I see Dr. Jemsek and he has referred me to both pain management dr’s and therapists that DO accept my insurance. Plus, my insurance covers ALL of the meds he presecribes (which is worth its weight in gold imo). Yes, his office visits can be a bit steep (I don’t even submit mine to my insurance co. as it just goes toward my deductable). But the key in my book is the quality of treatment by a Doctor who understands the disease and knows how to treat it. Living in the south, I cannot even find a primary care doctor that will touch me if they know I am going to a LLMD. I go to urgent care fro all of my ‘basic needs’ med issues.
Please becareful when you shop around as in the South, it is especially difficult to find a LLMD who will actually treat you. Trust me, I have been there!!! After Jemsek moved to DC I tried to find a doctor who would treat me and I got told I had a better chance of having AIDS or Syphilis than Lyme (although I lived 10 miles from Lyme CT when I was first exposed). I was told “I drank the kool aid” aka Jim Jones, and that I followed a ‘witch doctor’ who treated me for a disease that did not exhist.
It took me months to emotionally come back from these accusations from these doctors. If I were you, I would stick with Jemsek. Of call his office and ask for his patient advocate service which is now part of his team. They will assist you or offer options.
Lyme in the south is non-exhistance in many doctors eyes. Up north, it is running virtually out of control. PM me if you want to discuss further. Also try to go to webmd.com and join the Lyme section where you can post about finding a doctor as well as get support.

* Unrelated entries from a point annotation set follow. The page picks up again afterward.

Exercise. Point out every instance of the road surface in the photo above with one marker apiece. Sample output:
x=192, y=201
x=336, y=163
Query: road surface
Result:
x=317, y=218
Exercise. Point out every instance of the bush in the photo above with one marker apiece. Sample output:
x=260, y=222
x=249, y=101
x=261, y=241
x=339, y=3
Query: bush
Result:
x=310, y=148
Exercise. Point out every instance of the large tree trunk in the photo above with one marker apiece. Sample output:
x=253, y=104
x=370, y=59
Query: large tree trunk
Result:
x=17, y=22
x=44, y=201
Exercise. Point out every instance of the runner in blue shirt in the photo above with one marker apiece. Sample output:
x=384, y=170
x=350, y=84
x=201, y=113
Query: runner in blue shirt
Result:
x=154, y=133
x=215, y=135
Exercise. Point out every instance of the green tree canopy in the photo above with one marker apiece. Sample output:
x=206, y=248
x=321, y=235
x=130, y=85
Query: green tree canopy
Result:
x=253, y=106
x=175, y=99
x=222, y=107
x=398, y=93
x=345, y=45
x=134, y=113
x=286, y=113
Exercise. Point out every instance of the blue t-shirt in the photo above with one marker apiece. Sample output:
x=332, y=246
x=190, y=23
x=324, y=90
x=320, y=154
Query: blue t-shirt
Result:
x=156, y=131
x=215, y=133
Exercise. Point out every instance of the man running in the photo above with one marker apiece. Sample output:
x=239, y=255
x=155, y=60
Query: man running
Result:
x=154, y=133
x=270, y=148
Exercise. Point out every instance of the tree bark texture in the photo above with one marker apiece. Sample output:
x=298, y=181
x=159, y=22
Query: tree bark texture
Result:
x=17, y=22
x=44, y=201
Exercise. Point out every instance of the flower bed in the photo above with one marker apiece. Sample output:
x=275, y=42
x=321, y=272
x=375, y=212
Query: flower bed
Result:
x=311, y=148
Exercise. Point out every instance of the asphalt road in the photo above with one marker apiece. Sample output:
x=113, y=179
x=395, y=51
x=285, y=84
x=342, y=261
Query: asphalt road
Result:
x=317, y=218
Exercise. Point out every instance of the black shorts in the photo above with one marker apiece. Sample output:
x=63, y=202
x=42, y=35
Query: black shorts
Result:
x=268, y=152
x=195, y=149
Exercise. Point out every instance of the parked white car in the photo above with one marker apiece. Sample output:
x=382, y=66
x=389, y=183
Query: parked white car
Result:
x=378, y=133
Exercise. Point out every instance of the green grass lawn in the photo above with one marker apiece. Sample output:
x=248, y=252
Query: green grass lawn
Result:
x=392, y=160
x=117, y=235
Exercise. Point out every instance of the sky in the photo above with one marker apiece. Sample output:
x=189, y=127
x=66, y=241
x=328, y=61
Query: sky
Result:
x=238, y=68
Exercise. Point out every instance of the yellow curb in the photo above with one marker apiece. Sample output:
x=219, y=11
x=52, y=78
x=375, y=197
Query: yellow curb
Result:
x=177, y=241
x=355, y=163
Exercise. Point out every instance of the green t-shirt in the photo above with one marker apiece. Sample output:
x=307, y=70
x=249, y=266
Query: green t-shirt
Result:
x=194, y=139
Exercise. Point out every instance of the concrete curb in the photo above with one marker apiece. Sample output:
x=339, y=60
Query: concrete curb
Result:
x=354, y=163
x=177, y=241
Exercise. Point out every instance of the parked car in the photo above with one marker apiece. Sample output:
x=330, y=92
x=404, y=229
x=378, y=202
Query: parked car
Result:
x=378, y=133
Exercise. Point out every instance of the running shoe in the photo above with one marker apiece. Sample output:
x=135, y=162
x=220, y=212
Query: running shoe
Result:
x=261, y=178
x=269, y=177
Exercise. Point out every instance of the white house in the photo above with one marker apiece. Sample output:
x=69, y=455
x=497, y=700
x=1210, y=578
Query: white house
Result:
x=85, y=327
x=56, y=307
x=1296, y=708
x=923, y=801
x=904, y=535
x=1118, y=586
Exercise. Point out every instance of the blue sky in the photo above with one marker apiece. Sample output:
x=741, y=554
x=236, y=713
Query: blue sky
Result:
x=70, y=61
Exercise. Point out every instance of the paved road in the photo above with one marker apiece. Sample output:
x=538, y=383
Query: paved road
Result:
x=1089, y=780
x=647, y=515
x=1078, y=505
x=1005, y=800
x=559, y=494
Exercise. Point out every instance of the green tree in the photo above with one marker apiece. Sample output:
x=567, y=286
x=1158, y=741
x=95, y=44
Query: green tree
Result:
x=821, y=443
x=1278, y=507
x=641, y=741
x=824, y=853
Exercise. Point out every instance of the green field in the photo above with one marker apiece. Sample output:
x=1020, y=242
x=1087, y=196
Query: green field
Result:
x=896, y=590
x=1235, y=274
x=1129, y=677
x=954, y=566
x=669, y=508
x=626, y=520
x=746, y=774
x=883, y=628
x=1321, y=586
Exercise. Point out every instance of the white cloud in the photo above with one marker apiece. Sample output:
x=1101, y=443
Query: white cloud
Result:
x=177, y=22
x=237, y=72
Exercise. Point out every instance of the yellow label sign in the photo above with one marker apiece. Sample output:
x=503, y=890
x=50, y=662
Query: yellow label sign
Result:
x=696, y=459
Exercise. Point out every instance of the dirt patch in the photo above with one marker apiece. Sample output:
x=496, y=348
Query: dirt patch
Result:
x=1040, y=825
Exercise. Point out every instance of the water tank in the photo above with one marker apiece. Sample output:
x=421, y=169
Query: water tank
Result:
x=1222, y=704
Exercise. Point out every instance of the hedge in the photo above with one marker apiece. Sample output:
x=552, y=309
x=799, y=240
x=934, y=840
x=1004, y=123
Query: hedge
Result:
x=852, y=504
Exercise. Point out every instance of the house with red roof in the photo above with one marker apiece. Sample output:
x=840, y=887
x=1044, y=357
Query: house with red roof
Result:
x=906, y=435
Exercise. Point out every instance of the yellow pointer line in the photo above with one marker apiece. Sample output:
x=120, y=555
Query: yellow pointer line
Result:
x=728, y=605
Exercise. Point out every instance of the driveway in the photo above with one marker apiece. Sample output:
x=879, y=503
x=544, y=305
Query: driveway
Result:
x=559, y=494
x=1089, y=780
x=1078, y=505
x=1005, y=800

Dont give up but do not settle for a less experienced doctor!!!

Good Luck!

I use Dr. Singleton, but I understand he is planning to give up his practice and go into research. I think the insurance companies are running the good ones out of business.

There is a forum for lymies… www.lymenet.org. Some crazies (always) but if you ask for doctor referrals, someone will be able to help you.

I’ve been to Dr. Jemsek, then found Dr. Singleton. There’s also a woman in Baltimore, but I really did not like her. I think she was in it for the money.

Also check out www.mdjunction.com and join the Lyme group. They allow you to inquire about a LLMD once every 30 days. Also joing the forum and ask the same question. Many people in the Lyme group have been in your shoes and are very helpful in directing you to the right doctor. Good Luck!